Well-posedness and singularity formation for Vlasov--Riesz system

TL;DR

This paper studies the well-posedness and finite-time singularity formation in the Vlasov--Riesz system, a generalized Vlasov equation with singular interaction potentials, extending previous results to more singular cases and including effects of diffusion and damping.

Contribution

It extends local solution theory to more singular potentials and establishes finite-time blow-up results for a broader class of Vlasov systems, including those with diffusion and damping.

Findings

Established local well-posedness for more singular potentials.

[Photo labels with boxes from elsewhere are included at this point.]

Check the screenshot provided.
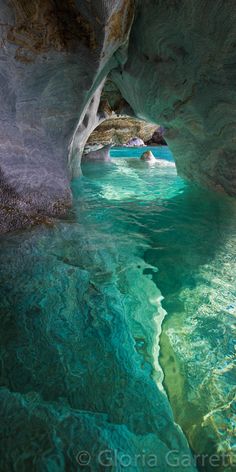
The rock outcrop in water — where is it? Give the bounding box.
[87,116,156,146]
[0,0,236,231]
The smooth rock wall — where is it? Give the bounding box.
[0,0,133,232]
[112,0,236,195]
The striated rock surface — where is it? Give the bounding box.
[0,0,133,231]
[88,116,156,145]
[82,144,111,162]
[112,0,236,195]
[0,0,236,236]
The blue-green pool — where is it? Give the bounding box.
[0,148,236,472]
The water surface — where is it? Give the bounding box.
[0,149,236,472]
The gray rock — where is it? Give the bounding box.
[82,144,111,162]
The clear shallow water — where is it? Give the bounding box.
[0,153,236,472]
[110,146,174,162]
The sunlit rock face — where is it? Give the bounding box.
[112,0,236,194]
[0,0,236,231]
[88,116,157,144]
[0,0,133,231]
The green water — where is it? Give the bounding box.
[0,154,236,472]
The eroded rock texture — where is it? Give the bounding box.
[112,0,236,194]
[0,0,236,231]
[0,0,133,231]
[88,116,157,144]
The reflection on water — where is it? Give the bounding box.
[0,153,236,472]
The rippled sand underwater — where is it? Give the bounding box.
[0,152,236,472]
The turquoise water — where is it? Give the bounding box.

Proved finite-time singularity formation for attractive interactions.

Extended results to systems with diffusion and damping effects.

Abstract

We investigate the Cauchy problem for the Vlasov--Riesz system, which is a Vlasov equation featuring an interaction potential generalizing previously studied cases, including the Coulomb $\Phi = (-\Delta)^{-1}\rho$, Manev $(-\Delta)^{-1} + (-\Delta)^{-\frac12}$, and pure Manev $(-\Delta)^{-\frac12}$ potentials. For the first time, we extend the local theory of classical solutions to potentials more singular than that for the Manev. Then, we obtain finite-time singularity formation for solutions with various attractive interaction potentials, extending the well-known blow-up result of Horst for attractive Vlasov--Poisson for $d\ge4$. Our local well-posedness and singularity formation results extend to cases when linear diffusion and damping in velocity are present.